To the best of our knowledge, this is the first report to validate a Korean-language scoring scale that evaluates the clinical status of thyrotoxicosis. Moreover, this study was a prospective study that followed up the changes in K-HSS scores after observation or administration of ATDs. Although a remarkable downgrading of the importance of clinical aspects of hyperthyroidism has occurred as implementation of TFT becomes more common [
18], if a simple assessment of K-HSS scores could provide a clue to predict thyroid function it could be useful information for many aspects of the treatment of patients suspected of or diagnosed with thyrotoxicosis. For example, in patients with GD, their K-HSS scores could be used to estimate the response to ATDs and to prompt those patients who relapse after discontinuation of ATDs to visit the hospital as soon as possible. Furthermore, it could be used to estimate whether the dose of thyroid hormone was appropriate in patients with thyroid cancer undergoing TSH-suppressive therapy, who develop an iatrogenic subclinical thyrotoxicosis, to prevent the recurrence or progression of thyroid cancer with further studies on the thyroid cancer patients [
19]. In addition to these clinical aspects, an index that could objectively assess the symptoms of thyrotoxicosis might be helpful for research.
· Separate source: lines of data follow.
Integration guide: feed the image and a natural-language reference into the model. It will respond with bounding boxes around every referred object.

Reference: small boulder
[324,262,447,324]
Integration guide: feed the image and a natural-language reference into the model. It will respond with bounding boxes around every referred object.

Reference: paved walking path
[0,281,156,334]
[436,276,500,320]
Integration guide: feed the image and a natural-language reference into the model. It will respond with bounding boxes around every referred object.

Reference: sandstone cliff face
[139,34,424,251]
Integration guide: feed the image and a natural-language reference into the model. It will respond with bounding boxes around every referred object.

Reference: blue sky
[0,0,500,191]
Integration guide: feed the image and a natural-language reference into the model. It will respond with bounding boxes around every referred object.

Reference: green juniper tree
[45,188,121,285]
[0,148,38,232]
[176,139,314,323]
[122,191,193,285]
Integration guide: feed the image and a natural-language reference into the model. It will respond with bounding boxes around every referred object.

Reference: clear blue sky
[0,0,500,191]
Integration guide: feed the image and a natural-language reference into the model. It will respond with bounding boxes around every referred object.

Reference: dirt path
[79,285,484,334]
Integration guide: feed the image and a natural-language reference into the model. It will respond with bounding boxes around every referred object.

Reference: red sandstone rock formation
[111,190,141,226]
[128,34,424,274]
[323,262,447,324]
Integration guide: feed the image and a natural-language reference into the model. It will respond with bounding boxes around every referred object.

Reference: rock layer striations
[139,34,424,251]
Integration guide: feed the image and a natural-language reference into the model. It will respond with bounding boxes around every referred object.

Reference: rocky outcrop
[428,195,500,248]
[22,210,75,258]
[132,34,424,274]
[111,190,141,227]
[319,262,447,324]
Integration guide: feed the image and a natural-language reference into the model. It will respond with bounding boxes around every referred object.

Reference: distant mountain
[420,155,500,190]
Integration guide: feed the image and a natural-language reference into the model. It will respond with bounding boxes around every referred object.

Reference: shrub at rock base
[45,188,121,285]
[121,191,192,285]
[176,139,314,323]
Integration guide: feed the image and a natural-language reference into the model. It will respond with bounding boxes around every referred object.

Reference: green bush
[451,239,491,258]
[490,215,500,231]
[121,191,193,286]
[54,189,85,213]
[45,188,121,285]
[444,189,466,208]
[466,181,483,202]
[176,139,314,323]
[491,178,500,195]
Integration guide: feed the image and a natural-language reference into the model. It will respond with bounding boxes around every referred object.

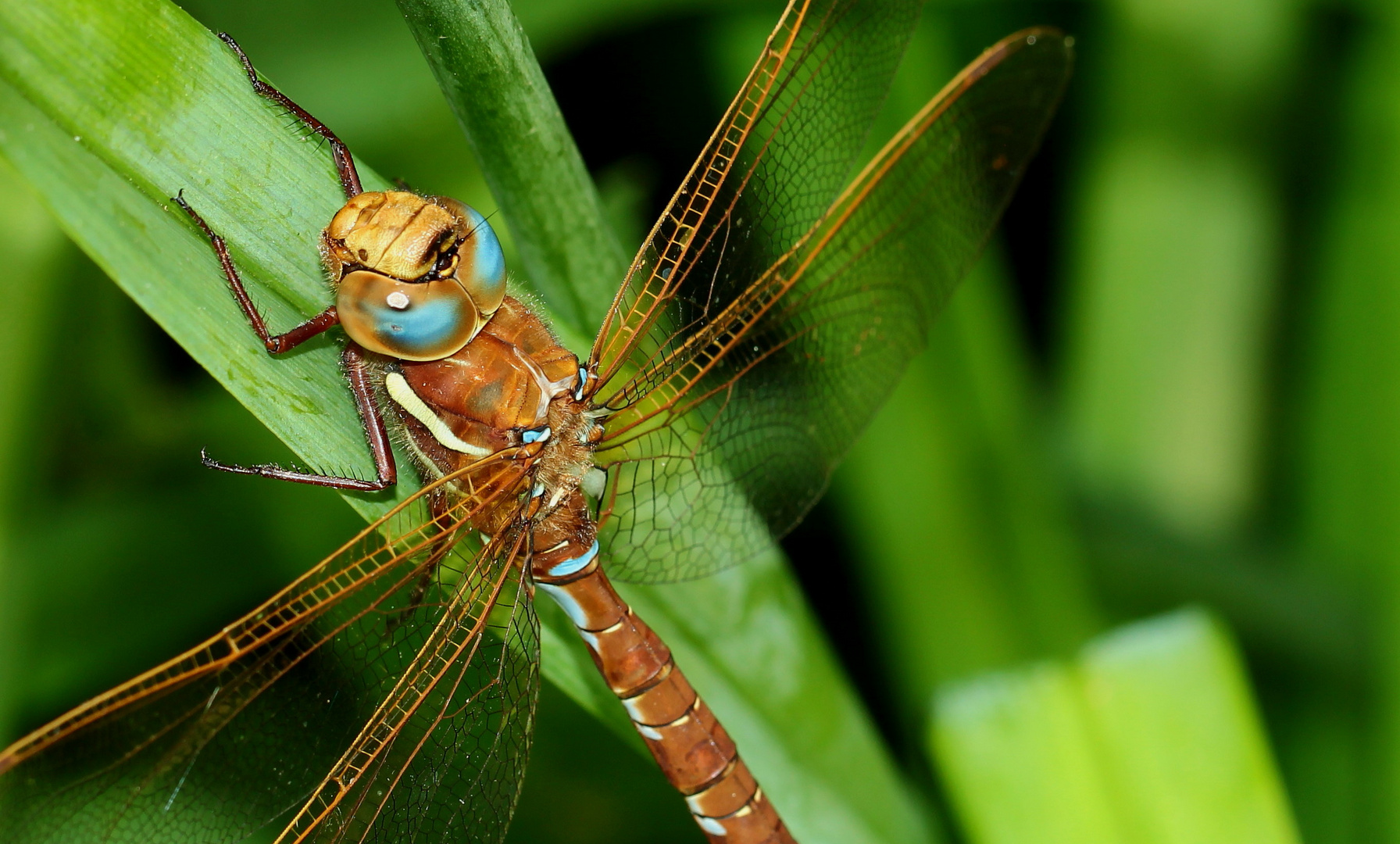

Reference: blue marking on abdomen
[546,539,598,577]
[535,584,588,630]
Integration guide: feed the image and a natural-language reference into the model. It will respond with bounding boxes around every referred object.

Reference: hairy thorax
[382,297,602,532]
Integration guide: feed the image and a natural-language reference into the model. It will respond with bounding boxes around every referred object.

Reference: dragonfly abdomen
[530,524,792,844]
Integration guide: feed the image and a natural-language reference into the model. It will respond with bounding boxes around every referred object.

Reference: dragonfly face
[0,0,1071,844]
[320,191,505,361]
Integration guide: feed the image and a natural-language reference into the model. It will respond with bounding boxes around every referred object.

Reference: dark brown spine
[532,532,795,844]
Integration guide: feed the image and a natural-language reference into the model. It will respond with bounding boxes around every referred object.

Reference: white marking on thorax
[581,466,608,501]
[384,372,491,458]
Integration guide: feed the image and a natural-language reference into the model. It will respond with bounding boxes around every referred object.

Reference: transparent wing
[0,456,534,844]
[598,30,1073,581]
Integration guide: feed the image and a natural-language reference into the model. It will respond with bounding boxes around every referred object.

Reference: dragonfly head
[320,191,505,361]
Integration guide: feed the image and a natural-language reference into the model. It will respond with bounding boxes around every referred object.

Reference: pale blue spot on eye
[366,298,466,354]
[468,209,505,297]
[548,539,598,577]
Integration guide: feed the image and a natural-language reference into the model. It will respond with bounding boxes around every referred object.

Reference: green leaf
[399,0,627,338]
[930,610,1299,844]
[0,0,931,844]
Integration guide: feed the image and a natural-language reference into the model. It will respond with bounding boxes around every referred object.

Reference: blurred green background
[0,0,1400,844]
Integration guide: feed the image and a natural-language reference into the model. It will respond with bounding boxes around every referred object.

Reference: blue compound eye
[434,198,505,316]
[336,270,486,361]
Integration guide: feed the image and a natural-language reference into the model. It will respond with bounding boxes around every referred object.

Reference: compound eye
[434,198,505,316]
[336,270,486,361]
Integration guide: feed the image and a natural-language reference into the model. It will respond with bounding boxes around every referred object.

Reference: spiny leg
[219,32,364,198]
[200,342,399,492]
[172,191,340,354]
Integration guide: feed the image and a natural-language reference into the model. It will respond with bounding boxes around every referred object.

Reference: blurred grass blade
[1064,0,1296,539]
[0,0,930,844]
[1284,5,1400,844]
[833,7,1101,753]
[931,610,1299,844]
[0,159,69,743]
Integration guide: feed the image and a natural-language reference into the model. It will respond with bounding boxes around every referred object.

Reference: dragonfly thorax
[382,297,598,515]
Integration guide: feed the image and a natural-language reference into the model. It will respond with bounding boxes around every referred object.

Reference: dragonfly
[0,0,1073,844]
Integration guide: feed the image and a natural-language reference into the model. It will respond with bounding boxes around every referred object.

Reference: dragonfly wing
[279,520,539,844]
[0,458,525,844]
[599,30,1073,581]
[591,0,923,392]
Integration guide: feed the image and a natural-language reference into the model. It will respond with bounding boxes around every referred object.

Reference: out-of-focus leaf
[0,0,930,842]
[1066,0,1295,538]
[0,159,66,742]
[833,9,1099,742]
[1288,5,1400,844]
[930,610,1299,844]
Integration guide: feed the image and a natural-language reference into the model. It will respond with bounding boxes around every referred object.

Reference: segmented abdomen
[532,525,795,844]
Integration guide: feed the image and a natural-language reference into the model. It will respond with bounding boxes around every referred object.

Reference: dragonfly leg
[172,191,340,354]
[200,343,399,492]
[219,32,364,198]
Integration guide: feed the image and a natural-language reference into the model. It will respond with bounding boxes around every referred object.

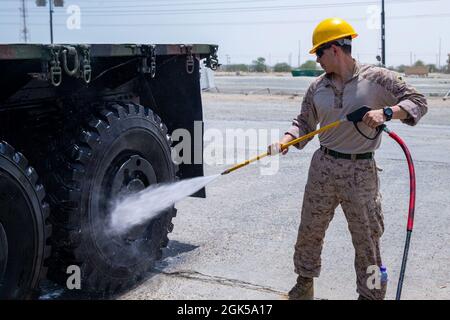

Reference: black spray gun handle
[346,106,386,140]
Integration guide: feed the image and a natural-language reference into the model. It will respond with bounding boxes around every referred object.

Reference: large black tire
[0,141,51,299]
[46,103,176,295]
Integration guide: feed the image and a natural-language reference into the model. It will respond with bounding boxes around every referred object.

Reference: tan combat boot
[288,276,314,300]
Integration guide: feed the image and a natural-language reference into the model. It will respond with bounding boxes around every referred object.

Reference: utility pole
[36,0,64,44]
[381,0,386,67]
[298,40,302,68]
[20,0,28,43]
[48,0,53,44]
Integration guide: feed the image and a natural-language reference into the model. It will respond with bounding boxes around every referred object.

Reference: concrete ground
[119,80,450,299]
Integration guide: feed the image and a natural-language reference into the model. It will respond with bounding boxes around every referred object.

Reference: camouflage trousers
[294,149,386,299]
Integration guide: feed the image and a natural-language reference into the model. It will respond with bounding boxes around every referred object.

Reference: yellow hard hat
[309,18,358,54]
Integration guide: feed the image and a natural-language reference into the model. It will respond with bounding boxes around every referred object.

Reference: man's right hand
[267,142,289,156]
[267,134,294,156]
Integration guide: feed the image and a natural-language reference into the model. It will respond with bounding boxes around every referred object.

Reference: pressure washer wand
[222,106,416,300]
[222,118,347,175]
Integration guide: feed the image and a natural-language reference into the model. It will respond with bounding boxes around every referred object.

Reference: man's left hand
[363,109,386,129]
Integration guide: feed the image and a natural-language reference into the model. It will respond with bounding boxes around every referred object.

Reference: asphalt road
[119,79,450,299]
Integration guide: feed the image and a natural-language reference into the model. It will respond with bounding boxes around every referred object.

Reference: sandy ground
[119,89,450,299]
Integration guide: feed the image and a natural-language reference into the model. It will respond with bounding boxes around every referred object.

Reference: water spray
[110,106,416,300]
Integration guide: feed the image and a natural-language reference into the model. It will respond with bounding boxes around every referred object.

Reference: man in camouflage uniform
[268,18,427,299]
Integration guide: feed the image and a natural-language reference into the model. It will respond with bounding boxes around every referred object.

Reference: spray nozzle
[346,106,372,123]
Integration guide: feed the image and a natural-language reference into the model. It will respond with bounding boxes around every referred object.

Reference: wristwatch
[383,107,394,121]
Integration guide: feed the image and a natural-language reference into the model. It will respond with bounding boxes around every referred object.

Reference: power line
[0,0,438,16]
[0,12,450,28]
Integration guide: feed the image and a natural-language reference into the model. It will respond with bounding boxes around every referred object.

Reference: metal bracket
[80,45,92,84]
[186,46,195,74]
[139,44,156,78]
[62,46,80,77]
[204,47,220,71]
[47,46,62,87]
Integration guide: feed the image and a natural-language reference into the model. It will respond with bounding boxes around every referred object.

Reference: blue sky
[0,0,450,66]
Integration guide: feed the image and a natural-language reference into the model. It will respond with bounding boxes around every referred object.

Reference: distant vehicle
[405,66,429,77]
[0,44,218,299]
[291,69,325,77]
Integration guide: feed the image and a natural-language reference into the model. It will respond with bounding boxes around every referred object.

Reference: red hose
[383,127,416,300]
[388,131,416,231]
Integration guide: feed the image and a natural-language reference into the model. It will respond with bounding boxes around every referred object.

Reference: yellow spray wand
[222,118,347,175]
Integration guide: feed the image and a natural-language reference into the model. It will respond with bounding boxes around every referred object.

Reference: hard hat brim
[309,32,358,54]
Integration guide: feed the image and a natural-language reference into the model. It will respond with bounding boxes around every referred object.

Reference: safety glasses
[316,43,335,58]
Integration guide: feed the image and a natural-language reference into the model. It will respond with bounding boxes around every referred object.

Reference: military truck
[0,44,218,299]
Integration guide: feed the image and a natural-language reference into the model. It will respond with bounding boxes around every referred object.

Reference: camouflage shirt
[286,63,427,154]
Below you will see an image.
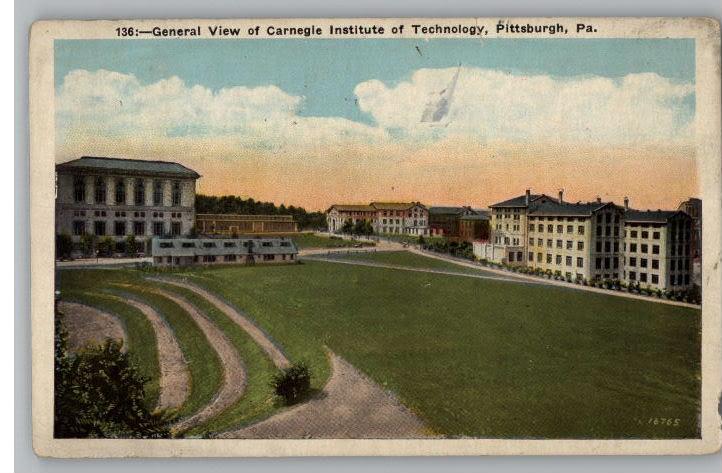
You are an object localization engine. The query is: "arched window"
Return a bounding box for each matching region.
[115,179,125,205]
[133,179,145,205]
[95,177,108,204]
[172,181,181,207]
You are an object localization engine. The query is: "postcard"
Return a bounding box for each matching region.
[25,18,722,457]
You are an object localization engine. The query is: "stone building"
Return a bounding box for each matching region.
[326,202,429,236]
[624,209,694,292]
[196,214,298,237]
[55,156,200,253]
[152,237,298,266]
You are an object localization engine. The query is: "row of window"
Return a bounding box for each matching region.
[73,176,182,206]
[629,271,689,286]
[73,220,181,236]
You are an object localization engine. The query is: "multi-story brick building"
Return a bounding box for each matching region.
[55,156,200,251]
[623,209,694,291]
[326,202,429,236]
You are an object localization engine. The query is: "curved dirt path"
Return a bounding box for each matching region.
[153,288,246,432]
[217,353,427,439]
[111,296,190,409]
[150,278,290,368]
[58,301,128,352]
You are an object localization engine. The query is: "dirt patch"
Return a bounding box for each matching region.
[118,298,190,409]
[59,301,127,352]
[150,278,290,368]
[218,354,427,439]
[154,289,246,432]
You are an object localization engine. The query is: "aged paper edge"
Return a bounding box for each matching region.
[29,18,722,458]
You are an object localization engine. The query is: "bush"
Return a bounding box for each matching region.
[54,313,170,438]
[271,363,311,405]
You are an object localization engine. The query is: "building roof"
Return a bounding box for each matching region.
[529,201,614,217]
[328,204,376,212]
[55,156,201,179]
[624,209,688,223]
[371,202,424,210]
[429,207,471,215]
[151,237,298,256]
[489,194,556,208]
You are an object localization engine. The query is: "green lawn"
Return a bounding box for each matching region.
[61,253,700,438]
[64,291,160,409]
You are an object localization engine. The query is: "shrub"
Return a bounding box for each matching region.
[271,363,311,405]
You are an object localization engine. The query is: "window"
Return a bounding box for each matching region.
[133,179,145,205]
[93,220,105,235]
[73,176,85,202]
[171,181,181,206]
[73,220,85,235]
[115,179,125,205]
[153,181,163,205]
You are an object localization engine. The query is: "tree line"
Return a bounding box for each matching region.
[196,194,326,230]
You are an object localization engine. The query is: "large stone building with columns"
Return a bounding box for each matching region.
[55,156,200,251]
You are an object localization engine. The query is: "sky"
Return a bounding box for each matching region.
[55,39,698,209]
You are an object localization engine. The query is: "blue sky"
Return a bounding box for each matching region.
[55,39,695,123]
This study had some limitations. The first was the failure to analyze changes after administration of β-blockers, which are commonly administered during thyrotoxicosis. This was because, according to the study protocol, the follow-up blood tests and K-HSS were performed 1 to 2 months after patients took the β-blocker, and the patients were trained to stop or reduce the dosage of the medication with symptom improvement. Next, the K-HSS was validated only in a single group recruited from a single center and assessed by one endocrinologist. As previously mentioned, there are some subjective items that could be given different scores by different endocrinologists, so analysis of multicenter patient groups may be required to confirm the results.
In conclusion, the K-HSS could be an easy-to-use tool for assessing the severity of thyrotoxicosis and the response to treatments such as ATDs. Based on the results from our study, the K-HSS could be used in research and clinical settings to enhance clinical understanding and decision-making, but not as the sole basis for making a clinical diagnosis.